Black takes the bait. His father-in-law? The legendary jazz bassist Charlie Haden. You need to bone up on your jazz before talking to Charlie Haden. Otherwise, he has you for lunch. Superficial "that time you worked with Pat Metheny" questions won't do.
"Man, don't just bring your Metheny game to a Charlie Haden interview," Black laughs. "Believe me, I did some research, too. Are you kidding me? I wanted to marry his daughter. I watched all 10 hours of that Ken Burns jazz documentary. But I'm still a novice. I know better than to broach the subject."
Black got the girl, and now they have two kids. And when Haden, who just turned 71, cut a CD of the traditional folk music he was raised on, a "Charlie Haden with Family" CD, guess whom he got to sing?
"Fare thee well, Ol' Joe Clark, fare thee well I saaaaay," the singing half of Tenacious D belts out. "Fare thee well, OLD Joe Clark. I'm goin' way to staaaaay.' A bluegrass standard, a classic. I've never sung that style before, but I felt I was channeling my own hickory-flavored ancestors for that."

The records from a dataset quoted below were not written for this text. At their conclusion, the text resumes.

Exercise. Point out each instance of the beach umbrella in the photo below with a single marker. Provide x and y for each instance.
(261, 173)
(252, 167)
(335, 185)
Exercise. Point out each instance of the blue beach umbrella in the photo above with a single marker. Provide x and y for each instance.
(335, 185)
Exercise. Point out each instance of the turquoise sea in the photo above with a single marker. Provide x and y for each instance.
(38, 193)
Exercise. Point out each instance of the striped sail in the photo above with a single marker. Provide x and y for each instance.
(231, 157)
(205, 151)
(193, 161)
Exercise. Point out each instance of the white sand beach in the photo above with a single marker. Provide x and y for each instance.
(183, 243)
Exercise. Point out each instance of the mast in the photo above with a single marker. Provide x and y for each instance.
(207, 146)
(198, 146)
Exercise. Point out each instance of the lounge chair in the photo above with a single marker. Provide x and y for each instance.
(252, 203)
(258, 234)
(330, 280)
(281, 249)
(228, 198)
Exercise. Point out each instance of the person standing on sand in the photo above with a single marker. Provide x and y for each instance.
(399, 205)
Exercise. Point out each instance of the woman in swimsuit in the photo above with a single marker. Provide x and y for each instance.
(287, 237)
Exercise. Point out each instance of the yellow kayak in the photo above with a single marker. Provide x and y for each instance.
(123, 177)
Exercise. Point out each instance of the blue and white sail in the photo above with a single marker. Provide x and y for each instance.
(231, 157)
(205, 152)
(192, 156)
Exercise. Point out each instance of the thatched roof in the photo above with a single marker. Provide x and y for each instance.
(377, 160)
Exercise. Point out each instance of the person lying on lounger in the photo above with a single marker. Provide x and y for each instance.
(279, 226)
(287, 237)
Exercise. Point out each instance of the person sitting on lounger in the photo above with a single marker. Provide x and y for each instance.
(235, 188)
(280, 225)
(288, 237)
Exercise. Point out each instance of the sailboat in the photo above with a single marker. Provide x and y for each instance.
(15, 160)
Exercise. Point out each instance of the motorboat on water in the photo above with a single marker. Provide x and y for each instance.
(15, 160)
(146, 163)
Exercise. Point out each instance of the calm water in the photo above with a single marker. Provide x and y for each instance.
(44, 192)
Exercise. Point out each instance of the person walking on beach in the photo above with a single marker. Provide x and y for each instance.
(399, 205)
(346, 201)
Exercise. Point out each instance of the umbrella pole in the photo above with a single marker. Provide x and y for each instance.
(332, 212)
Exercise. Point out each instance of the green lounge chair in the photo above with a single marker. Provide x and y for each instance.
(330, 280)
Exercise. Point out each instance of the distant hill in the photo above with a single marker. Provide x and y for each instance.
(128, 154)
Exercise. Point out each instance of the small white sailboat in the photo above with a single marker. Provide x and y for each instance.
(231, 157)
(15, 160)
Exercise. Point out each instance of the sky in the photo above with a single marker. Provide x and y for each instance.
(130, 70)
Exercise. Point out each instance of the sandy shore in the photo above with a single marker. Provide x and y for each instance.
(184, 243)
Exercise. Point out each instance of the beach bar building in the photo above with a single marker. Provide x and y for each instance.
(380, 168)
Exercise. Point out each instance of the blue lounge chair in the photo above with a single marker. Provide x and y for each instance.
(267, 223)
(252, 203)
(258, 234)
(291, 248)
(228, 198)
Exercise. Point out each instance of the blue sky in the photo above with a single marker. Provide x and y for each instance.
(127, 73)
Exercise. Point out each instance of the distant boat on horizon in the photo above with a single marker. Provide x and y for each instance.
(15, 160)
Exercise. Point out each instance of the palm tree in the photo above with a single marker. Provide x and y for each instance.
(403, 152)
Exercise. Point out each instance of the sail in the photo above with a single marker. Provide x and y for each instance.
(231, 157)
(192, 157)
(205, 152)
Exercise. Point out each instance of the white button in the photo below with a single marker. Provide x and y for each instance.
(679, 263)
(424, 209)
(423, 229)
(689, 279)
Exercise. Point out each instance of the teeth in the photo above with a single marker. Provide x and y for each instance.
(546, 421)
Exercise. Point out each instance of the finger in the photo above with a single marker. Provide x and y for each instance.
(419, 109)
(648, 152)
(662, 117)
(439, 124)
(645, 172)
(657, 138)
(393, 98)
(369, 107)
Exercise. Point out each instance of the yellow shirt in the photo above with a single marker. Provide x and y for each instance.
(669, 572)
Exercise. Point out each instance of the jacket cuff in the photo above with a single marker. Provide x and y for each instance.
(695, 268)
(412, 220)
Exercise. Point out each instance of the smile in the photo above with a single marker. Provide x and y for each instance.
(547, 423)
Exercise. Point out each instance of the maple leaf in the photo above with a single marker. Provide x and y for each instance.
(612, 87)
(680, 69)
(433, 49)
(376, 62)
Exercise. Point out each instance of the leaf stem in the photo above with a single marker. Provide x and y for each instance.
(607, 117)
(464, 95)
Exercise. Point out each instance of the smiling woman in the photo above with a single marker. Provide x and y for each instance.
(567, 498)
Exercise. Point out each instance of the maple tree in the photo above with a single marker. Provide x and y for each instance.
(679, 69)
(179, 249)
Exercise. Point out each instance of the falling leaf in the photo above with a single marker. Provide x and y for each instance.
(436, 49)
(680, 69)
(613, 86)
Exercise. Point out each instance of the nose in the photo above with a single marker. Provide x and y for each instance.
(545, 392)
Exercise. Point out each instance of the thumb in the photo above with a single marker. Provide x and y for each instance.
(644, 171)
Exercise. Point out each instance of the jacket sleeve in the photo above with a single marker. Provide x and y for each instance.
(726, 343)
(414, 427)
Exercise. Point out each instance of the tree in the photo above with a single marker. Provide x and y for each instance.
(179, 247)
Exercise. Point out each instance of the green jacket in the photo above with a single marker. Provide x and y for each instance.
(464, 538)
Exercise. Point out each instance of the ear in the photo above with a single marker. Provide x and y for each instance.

The CD will be out at the end of the month, Black says, just in time for Black's 39th birthday.
Black sounds positively ebullient, even at the end of a long day of interviews about his new movie, "Tropic Thunder." It's a big-budget, raunchy comedy about movie stars trapped in a Vietnam War tale whose filming becomes all too real. Black couldn't be further from the character he plays, Jeff Portnoy, an obese, substance-abusing comic trapped in a series of flatulent cross-dressing comedies because that's all Hollywood wants from him.
"Look, a lot of him is me, obviously," Black says. "I haven't done multiple-character comedies that are all about farting. But I do fart in some of my movies, and I am fat, in, well, pretty much all my movies. So I understand this guy. There's a little Chris Farley-John Belushi, a little angry Tom Sizemore in there, too. I've phased the excess partying out of my life. But the guy is not a long trip for me to take."
No DeNiro "Method" stuff here, Black insists. "Yeah, I gained weight for the part. Sure."
It was a demanding movie, never more so than when Black's character slips into withdrawal and has to be strapped across a water buffalo.
"That's scary. I knew that would be when I read the script. 'OK, I'll say "Yes" to this, and then I'll talk Ben (Stiller, director and co-star) out of it.' Didn't happen. DANGEROUS. 'Get on the water buffalo. They don't mind. They won't hurt you.' Yeah, right."
Black is totally down with the New Outrageousness, the style that "Tropic Thunder" was filmed in. Raw language, substance abuse as a source of comedy, an actor in blackface (Robert Downey Jr.), this is a movie that's out there, and Black loves it.
"Let's offend EVERYBODY, and then nobody'll be offended."
"Tropic" is earning enthusiastic reviews, as is Black, who, Box Office Magazine says, is "at last reminding audiences of why they thought "School of Rock" was so funny."
No wonder Black is so good-natured, so far removed from the comically tortured funnyman he plays in the film. Happy at work, happy at home? Well, just so long as he does his jazz/folk homework. He laughs at that.
"I'm golden, man," he says. "But you? You need to study your Charlie Haden."